I bought an OEM of Vista back in the day and installed it on a system, then a few months later I got a new system. I used the same copy (and DID retire the old one, recycled parts for the new one) and the new system would not activate. But I just called the Microsoft number that they give you when it fails, I got a number to type in and then my new system was activated. So, even though you probably aren't supposed to shift motherboards with an OEM copy, in reality you can.
I cooked a BIOS and had to replace a mobo. There was an OEM copy of XP Media Center installed.
Upon replacing the board, and firing up the machine, I received this message, "the BIOS update was not successful". No s***, I muttered to myself ,as Windows then told me I had 3 days to reactivate.
At any rate, Windows assigns points to hardware, and measures those points against time. Replace too many points, in too short a time, and it deactivates. As you might suspect, a motherboard is a lot of points, but so is the LAN card. Since they both go when you change the board, it makes sense that the current activation would fail.
But, it also debunks the urban legend, that you can't change the board with an OEM copy of Windows.
It has to be said, very much in M$'s favor, that they hold to a very liberal interpretation of their own builder's license, which is very much in our favor.

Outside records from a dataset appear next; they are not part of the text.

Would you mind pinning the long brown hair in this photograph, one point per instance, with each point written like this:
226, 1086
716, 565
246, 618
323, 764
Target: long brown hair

Early manufacturer installed OEM XP copies, such as the copy in my 6 year old Emachine however, were held to a more stringent standard. I'm pretty sure that if the mobo decides to call it quits, then that copy of XP dies right along with it.
This mostly is because that the "copy of Windows", is in reality, only a disc image, plus the board BIOS is bound to it.
Raybay claims that later Emachine restore discs have been used to successfully install Windows to machines with different boards. He called this a "mistake". (Yet he apparently will do it nonetheless).